Learn more about your loved one’s health condition to better prepare for what lies ahead. You can’t know the future, but a medical prognosis and additional research can go a long way to addressing uncertainty that increases stress levels. Understanding possible future scenarios will let you plan and reduce the number of surprises that can catch you off guard.
Learn to set boundaries and don’t let old family dynamics dominate today. As your aging loved one requires more care, your downtime can become non-existent. Stay true to your schedule and your needs. If your loved one requires more help, it is time to call in other family members for financial or hands-on assistance or hire a service to provide additional care. Also, do not fall into child mode and allow your parent to push your buttons as they may have in earlier years. Stay in the present and focus on the task at hand. If you find it hard to separate then and now behaviors with your parent, seek support groups or find a counselor to learn ways to combat falling into old patterns.
Get help and get it sooner than later. It is not your destiny to go through this alone. Talk to your family or your doctor to strategize about ways to reduce your workload and stress. Bring in professional care, even if just a couple of times a week for some relief. Ask for help and then accept it!

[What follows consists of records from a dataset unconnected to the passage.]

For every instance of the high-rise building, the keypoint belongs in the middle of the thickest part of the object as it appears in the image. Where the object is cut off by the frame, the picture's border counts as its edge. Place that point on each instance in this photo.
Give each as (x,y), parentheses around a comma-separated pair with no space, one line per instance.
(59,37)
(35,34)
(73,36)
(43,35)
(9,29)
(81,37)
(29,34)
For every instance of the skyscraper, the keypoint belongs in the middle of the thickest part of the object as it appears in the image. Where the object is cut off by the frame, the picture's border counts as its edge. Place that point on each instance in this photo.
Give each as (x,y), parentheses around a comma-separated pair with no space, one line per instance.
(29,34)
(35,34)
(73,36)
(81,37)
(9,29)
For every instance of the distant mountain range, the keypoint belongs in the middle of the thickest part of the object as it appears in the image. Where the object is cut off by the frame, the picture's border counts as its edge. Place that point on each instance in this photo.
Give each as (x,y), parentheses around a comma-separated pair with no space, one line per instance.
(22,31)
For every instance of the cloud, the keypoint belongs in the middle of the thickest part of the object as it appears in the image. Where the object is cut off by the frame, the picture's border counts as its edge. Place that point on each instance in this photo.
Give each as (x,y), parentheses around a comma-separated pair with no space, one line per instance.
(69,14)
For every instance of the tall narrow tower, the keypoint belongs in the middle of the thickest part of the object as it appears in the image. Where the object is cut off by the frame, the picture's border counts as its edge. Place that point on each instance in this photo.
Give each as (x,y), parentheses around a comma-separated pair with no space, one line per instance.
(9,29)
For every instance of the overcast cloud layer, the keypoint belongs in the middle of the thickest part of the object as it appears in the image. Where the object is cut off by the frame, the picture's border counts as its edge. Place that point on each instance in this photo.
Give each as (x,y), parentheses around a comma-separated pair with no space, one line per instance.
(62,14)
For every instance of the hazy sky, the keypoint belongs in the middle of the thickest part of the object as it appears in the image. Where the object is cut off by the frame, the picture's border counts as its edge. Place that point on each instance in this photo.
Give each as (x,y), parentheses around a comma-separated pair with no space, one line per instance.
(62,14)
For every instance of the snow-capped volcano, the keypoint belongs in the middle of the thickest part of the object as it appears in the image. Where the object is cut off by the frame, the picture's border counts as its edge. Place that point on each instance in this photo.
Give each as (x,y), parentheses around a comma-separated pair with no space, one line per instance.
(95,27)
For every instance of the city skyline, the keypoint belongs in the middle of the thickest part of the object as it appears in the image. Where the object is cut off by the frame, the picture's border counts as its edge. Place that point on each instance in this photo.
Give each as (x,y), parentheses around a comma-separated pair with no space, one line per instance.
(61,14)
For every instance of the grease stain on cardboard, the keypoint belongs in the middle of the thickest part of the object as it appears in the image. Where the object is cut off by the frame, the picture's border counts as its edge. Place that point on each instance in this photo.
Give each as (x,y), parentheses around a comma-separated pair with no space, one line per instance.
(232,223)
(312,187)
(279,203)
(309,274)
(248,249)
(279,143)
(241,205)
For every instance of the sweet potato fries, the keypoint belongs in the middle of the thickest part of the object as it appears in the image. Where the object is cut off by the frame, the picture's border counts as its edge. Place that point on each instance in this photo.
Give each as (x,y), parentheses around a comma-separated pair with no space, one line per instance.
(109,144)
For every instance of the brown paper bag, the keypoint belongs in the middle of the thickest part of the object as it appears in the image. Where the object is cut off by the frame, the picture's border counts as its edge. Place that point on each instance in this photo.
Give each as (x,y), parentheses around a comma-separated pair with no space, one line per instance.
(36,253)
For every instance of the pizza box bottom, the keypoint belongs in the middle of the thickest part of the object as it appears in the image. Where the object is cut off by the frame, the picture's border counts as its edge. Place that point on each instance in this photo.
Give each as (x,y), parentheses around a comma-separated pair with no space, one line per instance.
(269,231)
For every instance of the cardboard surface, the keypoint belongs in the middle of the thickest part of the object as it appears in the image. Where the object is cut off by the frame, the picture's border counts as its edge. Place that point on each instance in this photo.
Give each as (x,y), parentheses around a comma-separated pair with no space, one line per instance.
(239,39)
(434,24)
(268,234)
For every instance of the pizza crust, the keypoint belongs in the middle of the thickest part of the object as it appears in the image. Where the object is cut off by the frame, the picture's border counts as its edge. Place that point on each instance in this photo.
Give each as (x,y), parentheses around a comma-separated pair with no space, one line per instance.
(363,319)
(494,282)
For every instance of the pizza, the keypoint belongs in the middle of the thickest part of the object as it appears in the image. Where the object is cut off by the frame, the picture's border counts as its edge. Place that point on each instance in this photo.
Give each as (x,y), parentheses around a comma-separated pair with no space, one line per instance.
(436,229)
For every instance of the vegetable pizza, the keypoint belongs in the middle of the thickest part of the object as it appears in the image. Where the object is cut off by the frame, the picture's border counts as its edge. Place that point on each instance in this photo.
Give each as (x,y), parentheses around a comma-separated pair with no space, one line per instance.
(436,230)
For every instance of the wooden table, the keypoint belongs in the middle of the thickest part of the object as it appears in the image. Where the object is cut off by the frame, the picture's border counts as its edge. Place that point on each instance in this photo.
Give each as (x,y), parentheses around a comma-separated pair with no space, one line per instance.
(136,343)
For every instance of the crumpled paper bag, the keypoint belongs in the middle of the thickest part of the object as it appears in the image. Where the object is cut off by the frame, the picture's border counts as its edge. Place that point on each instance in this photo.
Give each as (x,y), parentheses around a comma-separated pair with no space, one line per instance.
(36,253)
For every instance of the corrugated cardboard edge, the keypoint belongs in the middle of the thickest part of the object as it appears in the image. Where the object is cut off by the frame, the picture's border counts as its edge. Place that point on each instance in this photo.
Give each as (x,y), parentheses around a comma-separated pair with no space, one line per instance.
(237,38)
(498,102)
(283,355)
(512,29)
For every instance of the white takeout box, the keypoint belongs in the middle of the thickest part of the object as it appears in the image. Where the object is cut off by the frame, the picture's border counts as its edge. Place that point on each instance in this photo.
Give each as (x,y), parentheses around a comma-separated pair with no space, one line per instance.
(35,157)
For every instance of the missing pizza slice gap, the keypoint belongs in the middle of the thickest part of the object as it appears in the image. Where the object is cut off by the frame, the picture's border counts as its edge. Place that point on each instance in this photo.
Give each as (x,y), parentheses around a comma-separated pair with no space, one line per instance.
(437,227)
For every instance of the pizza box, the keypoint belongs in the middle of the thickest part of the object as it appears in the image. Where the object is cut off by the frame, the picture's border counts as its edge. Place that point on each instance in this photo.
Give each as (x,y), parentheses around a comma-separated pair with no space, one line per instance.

Your family members may be willing to help financially and spend time remotely with your loved one while you take a well-deserved break. When someone steps in to help, do not hover or micro-manage the situation. Walk away and clear your head. The world will spin without you being the family caregiver for a few hours or even a few days. Do not delay. Take good care of yourself to be your best for others.
Make sure you have a plan. If something should happen to your health, have you put into writing who should make decisions for you, who should manage your affairs, and what your wishes are regarding your care? If not, the time couldn’t be better.